Дозоры слушают тишину

Минуло двадцать лет, как смолкли залпы Великой Отечественной войны. Там, где лилась кровь, — тишина. Но победу и мир надо беречь. И все эти годы днем и ночью в любую погоду пограничные дозоры чутко слушают тишину.Об этом и говорится в книжке «Дозоры слушают тишину», где собраны лучшие рассказы алма-атинского писателя Сергея Мартьянова, уже известного казахстанскому и всесоюзному читателю по книгам: «Однажды на границе», «Пятидесятая параллель», «Ветер с чужой стороны», «Первое задание», «Короткое замыкание», «Пограничные были».В сборник включено также документальное повествование «По следам легенды», которое рассказывает о факте чрезвычайной важности: накануне войны реку Западный Буг переплыл человек и предупредил советское командование, что ровно в четыре часа утра 22 июня гитлеровская Германия нападет на Советский Союз.


Такая должность

В повести и рассказах В. Шурыгина показывается романтика военной службы в наши дни, раскрываются характеры людей, всегда готовых на подвиг во имя Родины.

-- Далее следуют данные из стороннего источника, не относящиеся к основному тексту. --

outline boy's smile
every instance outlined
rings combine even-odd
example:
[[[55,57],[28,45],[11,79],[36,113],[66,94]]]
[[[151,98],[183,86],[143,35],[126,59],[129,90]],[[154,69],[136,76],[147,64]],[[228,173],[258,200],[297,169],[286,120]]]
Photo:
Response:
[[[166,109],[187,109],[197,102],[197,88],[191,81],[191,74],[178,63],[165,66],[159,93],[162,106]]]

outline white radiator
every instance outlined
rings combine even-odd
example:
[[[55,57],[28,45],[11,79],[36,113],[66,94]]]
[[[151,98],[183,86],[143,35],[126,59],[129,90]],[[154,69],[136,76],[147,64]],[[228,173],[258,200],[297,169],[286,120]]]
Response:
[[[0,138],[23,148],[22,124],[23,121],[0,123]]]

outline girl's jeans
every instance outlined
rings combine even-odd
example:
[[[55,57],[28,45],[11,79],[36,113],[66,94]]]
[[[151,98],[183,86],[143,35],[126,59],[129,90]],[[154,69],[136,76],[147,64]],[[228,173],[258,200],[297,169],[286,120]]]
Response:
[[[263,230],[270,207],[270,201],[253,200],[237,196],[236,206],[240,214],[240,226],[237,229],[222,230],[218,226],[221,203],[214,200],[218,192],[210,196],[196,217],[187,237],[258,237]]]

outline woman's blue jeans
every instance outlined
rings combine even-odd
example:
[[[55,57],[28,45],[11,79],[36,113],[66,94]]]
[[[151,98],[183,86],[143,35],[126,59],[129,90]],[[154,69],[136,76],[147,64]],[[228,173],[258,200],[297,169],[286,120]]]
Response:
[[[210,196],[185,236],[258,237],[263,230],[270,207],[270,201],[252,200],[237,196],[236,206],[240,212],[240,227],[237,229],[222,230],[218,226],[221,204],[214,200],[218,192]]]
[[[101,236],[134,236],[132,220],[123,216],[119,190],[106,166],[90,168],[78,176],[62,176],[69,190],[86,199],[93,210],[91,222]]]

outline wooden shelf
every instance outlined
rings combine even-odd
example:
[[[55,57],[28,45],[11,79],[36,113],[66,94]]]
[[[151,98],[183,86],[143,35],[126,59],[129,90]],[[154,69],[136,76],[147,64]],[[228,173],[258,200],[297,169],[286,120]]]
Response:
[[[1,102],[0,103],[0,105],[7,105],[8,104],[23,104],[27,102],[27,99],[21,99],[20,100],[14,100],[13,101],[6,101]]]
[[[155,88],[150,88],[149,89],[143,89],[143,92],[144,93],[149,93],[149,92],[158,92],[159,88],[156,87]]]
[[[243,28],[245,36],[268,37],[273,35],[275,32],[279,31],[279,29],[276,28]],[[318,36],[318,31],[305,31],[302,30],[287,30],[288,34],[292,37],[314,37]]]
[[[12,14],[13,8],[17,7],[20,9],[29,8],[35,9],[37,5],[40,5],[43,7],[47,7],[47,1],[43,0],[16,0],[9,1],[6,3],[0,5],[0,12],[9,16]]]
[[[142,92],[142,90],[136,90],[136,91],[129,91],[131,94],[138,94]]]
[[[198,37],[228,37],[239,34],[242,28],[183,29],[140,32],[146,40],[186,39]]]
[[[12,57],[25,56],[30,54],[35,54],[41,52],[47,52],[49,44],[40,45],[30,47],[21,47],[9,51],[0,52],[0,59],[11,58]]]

Главные герои произведений — молодые воины. Об их многогранной жизни, где нежность соседствует с суровостью, повседневность — с героикой, и рассказывает эта книга.


Война с черного хода

В книге рассказывается история главного героя, который сталкивается с различными проблемами и препятствиями на протяжении всего своего путешествия. По пути он встречает множество второстепенных персонажей, которые играют важные роли в истории. Благодаря опыту главного героя книга исследует такие темы, как любовь, потеря, надежда и стойкость. По мере того, как главный герой преодолевает свои трудности, он усваивает ценные уроки жизни и растет как личность.